Em câmara lenta
Brasil, início dos anos 1970. De sua cela no presídio Tiradentes, o jovem paraense Renato Tapajós, que cumpria pena pelo envolvimento em ações de resistência à ditadura militar, escrevia, em letras miúdas sobre papel de seda, os capítulos daquele que se tornaria um dos romances mais impactantes sobre a luta armada, a repressão e a tortura durante o regime militar. Dobrado em pequenos retângulos envoltos em fita adesiva, o romance Em câmara lenta foi dessa forma sendo levado, aos poucos, para fora da prisão – pelos pais do autor, que os colocavam sob a língua, durante suas visitas.
Quando todos os pedaços puderam ser finalmente reunidos em um volume, o romance foi publicado em 1977, três anos depois da saída do autor da cadeia. No entanto, semanas depois do lançamento, Renato Tapajós, foi reconduzido à prisão pelo DEOPS, sob acusação de incitar a subversão, e uma ordem policial determinou a apreensão dos exemplares à venda. O romance teve outra edição em 1979, quando a ditadura ensaiava uma abertura política, e só agora volta a ser publicado. A nova edição traz, entre os aparatos, um posfácio de Jayme Costa Pinto, uma entrevista com o autor, o parecer do crítico Antonio Candido utilizado nos trâmites do processo e o relatório da seção de análise e inteligência do Exército, que tenta simular uma crítica literária para chegar à conclusão de que o livro é subversivo.
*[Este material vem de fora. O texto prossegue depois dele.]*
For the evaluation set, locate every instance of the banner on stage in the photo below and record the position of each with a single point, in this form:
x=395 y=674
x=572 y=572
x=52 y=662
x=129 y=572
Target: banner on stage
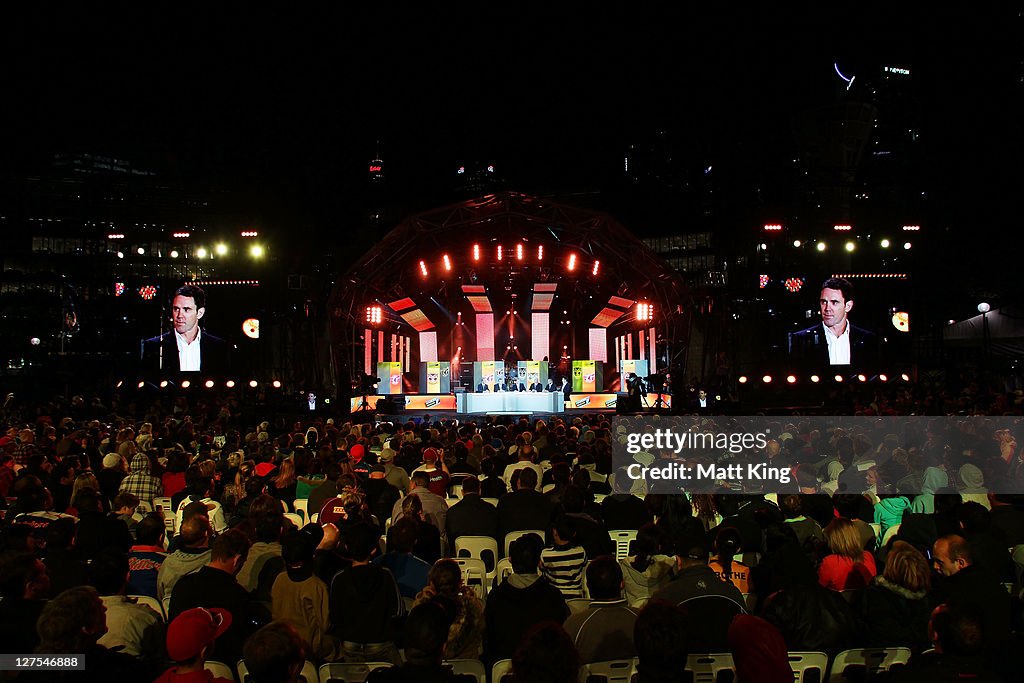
x=389 y=375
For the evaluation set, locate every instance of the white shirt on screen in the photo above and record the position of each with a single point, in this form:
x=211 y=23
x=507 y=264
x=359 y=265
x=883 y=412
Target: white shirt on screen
x=839 y=347
x=188 y=354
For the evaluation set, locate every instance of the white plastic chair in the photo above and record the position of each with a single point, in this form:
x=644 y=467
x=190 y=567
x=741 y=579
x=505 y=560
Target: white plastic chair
x=623 y=539
x=801 y=663
x=706 y=668
x=354 y=672
x=474 y=574
x=512 y=536
x=873 y=659
x=500 y=670
x=302 y=508
x=219 y=670
x=613 y=671
x=473 y=668
x=477 y=546
x=151 y=602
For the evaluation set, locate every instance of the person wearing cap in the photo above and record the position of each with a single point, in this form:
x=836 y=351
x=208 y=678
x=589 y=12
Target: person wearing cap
x=434 y=507
x=711 y=601
x=114 y=472
x=395 y=475
x=299 y=597
x=188 y=638
x=434 y=466
x=215 y=586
Em câmara lenta se desenrola num fluxo de memória: o presente é de desencanto e autocrítica, e as lembranças voltam sempre para as atividades clandestinas do grupo semidesmantelado ao qual pertence o narrador. Há outros tempos, contudo, nesse prisma literário: a recepção das notícias do golpe militar de 1964 numa cidade do interior, os conflitos violentos entre estudantes de esquerda e de direita na rua Maria Antônia, relatos da guerrilha do Araguaia e cenas de uma fuga da prisão. A narrativa, como sugere o título, é cinematográfica e não faltam momentos eletrizantes, entre eles uma ação traumática reconstituída aos poucos.
O pedido de perícia a Antonio Candido para integrar a defesa no processo gerou uma brilhante e elogiosa descrição do arcabouço de Em câmara lenta: “A narrativa, muito moderna, é descontínua, fragmentada, procede por flashes que adquirem certo tom de irrealidade e entra por vezes na dimensão atemporal, que nos arranca do quotidiano presente para entrar no universo da fábula realista”.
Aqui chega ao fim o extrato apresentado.